Le grand référendum
par Philippe David
"Abstentionnistes : les vrais opposants ?"
Fabrice Lardreau débat avec Damien Le Guay. À écouter ici.
Du villageois au « rurbain »
par Fabrice Lardreau
(version française)
Connaissez-vous Bruère-Allichamps ? Probablement non. Cette commune est pourtant considérée comme le centre géographique exact de la France. J’ai découvert ce village de 600 habitants, situé dans le département du Cher, à travers L’Argent de poche de François Truffaut, en 1976. J’avais dix ans. L’ouverture du film avait fasciné mon esprit d’enfant : le spectateur découvre un café, puis une place, plantée au milieu d’une route nationale où trône une colonne de pierre symbolisant le centre du pays, surmontée d’un drapeau tricolore.
Quarante ans plus tard, ma fascination est demeurée intacte. L’image, à travers ses perspectives et l’agencement de ses divers éléments, m’a semblé posséder une géométrie parfaite, comme si quelque chose se mettait en place. L’image d’une nation ? Mais laquelle ? Je me suis rendu sur place pour rencontrer les habitants et tenter de comprendre ce que signifie vivre au « centre exact » de la France… Je dois dire en toute sincérité, et sans aucune ironie, que ce voyage de 275 km jusqu’à Bruère-Allichamps, depuis Paris, est sans conteste le plus touchant et le plus instructif que j’ai jamais effectué. À l’heure d’Internet, à une époque où les moyens d’information et de communication n’ont jamais été si nombreux et puissants, il est frappant de voir combien on peut méconnaître son propre pays.
Mes rencontres avec les habitants, comme si données cartographiques et humaines s’assemblaient, m’ont permis d’esquisser un portrait de ce que l’on nomme le « Français moyen » – je préfère le terme de « médian ». Contrairement à l’image d’arrogance, parfois justifiée, il est vrai, que mes concitoyens véhiculent à l’étranger, j’ai croisé des hommes des femmes prudents et d’une profonde simplicité. Un peu fermés au premier abord, manifestant une certaine méfiance, mes interlocuteurs ont témoigné une générosité poignante et affectueuse.
Pour autant, comme l’ont souligné tous les anciens du village, Bruère-Allichamps, qui possède un riche patrimoine historique et un tissu associatif dynamique, est devenu une « cité-dortoir ». L’anonymat des grandes villes s’est développé dans cette commune rurale. « Les jeunes couples qui s’installent ici ne cherchent plus à s’intégrer, m’a-t-on expliqué, ils se suffisent à eux-mêmes.
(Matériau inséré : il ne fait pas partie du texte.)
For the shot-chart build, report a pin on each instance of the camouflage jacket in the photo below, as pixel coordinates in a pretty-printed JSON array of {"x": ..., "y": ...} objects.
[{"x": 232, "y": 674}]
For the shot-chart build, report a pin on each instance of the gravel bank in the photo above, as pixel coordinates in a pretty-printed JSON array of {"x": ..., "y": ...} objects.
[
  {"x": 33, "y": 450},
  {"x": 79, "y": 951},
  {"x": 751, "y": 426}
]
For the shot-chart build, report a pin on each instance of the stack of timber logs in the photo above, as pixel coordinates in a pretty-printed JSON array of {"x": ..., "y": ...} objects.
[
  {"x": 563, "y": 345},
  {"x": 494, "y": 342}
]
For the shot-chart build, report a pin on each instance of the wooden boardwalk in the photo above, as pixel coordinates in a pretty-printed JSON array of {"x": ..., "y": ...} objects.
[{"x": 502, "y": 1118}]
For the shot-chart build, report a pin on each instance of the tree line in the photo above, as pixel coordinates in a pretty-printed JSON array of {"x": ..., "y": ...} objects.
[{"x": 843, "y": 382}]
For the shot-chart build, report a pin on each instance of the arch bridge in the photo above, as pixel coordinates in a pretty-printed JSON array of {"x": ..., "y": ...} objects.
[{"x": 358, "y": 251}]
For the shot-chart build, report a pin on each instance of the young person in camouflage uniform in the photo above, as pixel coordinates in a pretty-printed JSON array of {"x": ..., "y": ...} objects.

Il n’y a plus le même intérêt pour la vie du village. Ce n’est plus vraiment la campagne… » Ce phénomène est-il propre à la France ? J’ignore par exemple ce qu’il en est dans les villages italiens équivalents ou dans ceux d’autres pays européens. Une de mes interlocutrices, d’origine anglaise, m’a expliqué que la vie sociale et les liens communautaires étaient plus développés dans les villages de Grande-Bretagne. Que se passe-t-il dans les campagnes françaises ?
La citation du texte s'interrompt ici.